“I don’t know. I haven’t seen it yet. Getting back to—”
“The lasagna’s ready,” she said.
“How do you know that?”
“Can’t you smell it?”
“Sure, I can smell it.”
“It smells ready.”
And when I opened the oven, the lasagna was bubbling hot. How did she do that?
On Friday,Rebecca Jaymes arrived shortly after we finished lunch. We’d had one session with her while Nana Cole was still in the rehab center. Dressed in a plaid short-sleeved shirt and cargo pants, she was short and boyish with a broad smile and an infectious laugh. We made some tea and sat around the kitchen table.

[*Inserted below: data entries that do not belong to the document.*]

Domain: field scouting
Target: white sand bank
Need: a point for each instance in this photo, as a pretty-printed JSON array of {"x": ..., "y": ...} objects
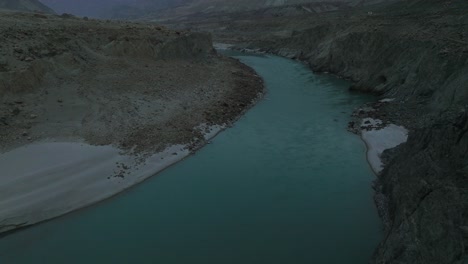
[
  {"x": 45, "y": 180},
  {"x": 380, "y": 139}
]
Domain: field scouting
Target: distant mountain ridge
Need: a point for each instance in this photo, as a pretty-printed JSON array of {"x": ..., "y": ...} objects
[
  {"x": 25, "y": 5},
  {"x": 155, "y": 8}
]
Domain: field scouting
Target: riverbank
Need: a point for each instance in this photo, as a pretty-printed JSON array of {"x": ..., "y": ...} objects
[
  {"x": 110, "y": 103},
  {"x": 415, "y": 53}
]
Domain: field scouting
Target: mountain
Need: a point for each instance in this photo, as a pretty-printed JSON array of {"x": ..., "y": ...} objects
[
  {"x": 110, "y": 8},
  {"x": 25, "y": 5},
  {"x": 154, "y": 9}
]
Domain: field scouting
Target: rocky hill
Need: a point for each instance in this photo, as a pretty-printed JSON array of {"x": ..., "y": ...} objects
[
  {"x": 152, "y": 9},
  {"x": 416, "y": 53},
  {"x": 25, "y": 5}
]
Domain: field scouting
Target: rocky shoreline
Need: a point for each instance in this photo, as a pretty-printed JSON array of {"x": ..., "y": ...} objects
[
  {"x": 421, "y": 192},
  {"x": 138, "y": 97}
]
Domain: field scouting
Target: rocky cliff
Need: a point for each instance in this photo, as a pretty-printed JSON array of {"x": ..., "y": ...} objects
[
  {"x": 419, "y": 56},
  {"x": 415, "y": 52}
]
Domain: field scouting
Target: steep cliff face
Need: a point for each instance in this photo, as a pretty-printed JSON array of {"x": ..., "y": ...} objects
[
  {"x": 25, "y": 5},
  {"x": 419, "y": 56}
]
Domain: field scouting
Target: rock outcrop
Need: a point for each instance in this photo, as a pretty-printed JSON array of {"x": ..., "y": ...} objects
[{"x": 425, "y": 67}]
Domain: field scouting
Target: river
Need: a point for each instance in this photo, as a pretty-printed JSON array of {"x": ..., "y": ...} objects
[{"x": 287, "y": 184}]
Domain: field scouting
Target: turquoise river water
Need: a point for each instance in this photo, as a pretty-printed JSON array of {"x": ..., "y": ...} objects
[{"x": 287, "y": 184}]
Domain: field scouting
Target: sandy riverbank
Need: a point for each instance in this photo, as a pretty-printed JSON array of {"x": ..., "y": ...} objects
[
  {"x": 379, "y": 138},
  {"x": 89, "y": 108}
]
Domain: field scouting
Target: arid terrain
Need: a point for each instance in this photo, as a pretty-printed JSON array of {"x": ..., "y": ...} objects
[
  {"x": 136, "y": 86},
  {"x": 416, "y": 54}
]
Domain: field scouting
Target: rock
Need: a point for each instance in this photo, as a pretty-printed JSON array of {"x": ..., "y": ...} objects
[{"x": 16, "y": 111}]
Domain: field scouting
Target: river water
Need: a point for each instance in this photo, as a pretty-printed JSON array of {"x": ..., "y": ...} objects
[{"x": 287, "y": 184}]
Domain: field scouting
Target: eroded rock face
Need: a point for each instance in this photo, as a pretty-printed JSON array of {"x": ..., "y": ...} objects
[{"x": 397, "y": 51}]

“Tell me how you are, Mrs. Cole,” Rebecca asked. It was a much tougher question than it seemed.
After a long suspenseful pause my grandmother said, “I’m angry.”
“What are you angry about?”
“I don’t remember her name. The girl who was here.”
“She had physical therapy the other day,” I said. “She threw the girl out.”
“Really? Why don’t you like the physical therapist?”
“I don’t know. I just don’t.”
“There must be more to it than that.
“The girl—she was trying to teach me how to use the walker. I know how to use the walker.”
“No, she doesn’t,” I interjected.
She looked at me open-mouthed for a moment and then huffed.
Very kindly, Rebecca said, “I’ll have a talk with them and see if we can’t address some of your concerns. Now, why don’t you tell me how you met your husband.”
Nana Cole seemed confused, which made perfect sense to me. It was kind of a jump. I suppose it might have been astrategy, skipping around like that, I don’t know. I did feel certain my grandmother was going to ask for the question to be repeated. Instead, she asked, “Which one?”
“Which one?” I asked.
Her hand flew up to her mouth and covered it. Suddenly, I could almost see the little girl she’d once been. A cute, pig-tailed little girl, always in trouble.
“What do you mean, which one?”
It wasn’t that I had some great loyalty to my grandfather, I hadn’t spent that much time with him. The times I’d visited when I was younger, my mother and grandmother would fight so much that I’d get dragged back to California early. Those were the days.
No, I was just surprised that somehow no one had ever mentioned that Nana had had another husband. Picking up on my surprise, Rebecca asked, “Do you want to tell us about your first husband?”
Quickly, she shook her head.
“The cat’s already out of the bag,” I pointed out.
Another pause.
“He was a Marston. Will; Will Marston. His family owns the farm and feed store.”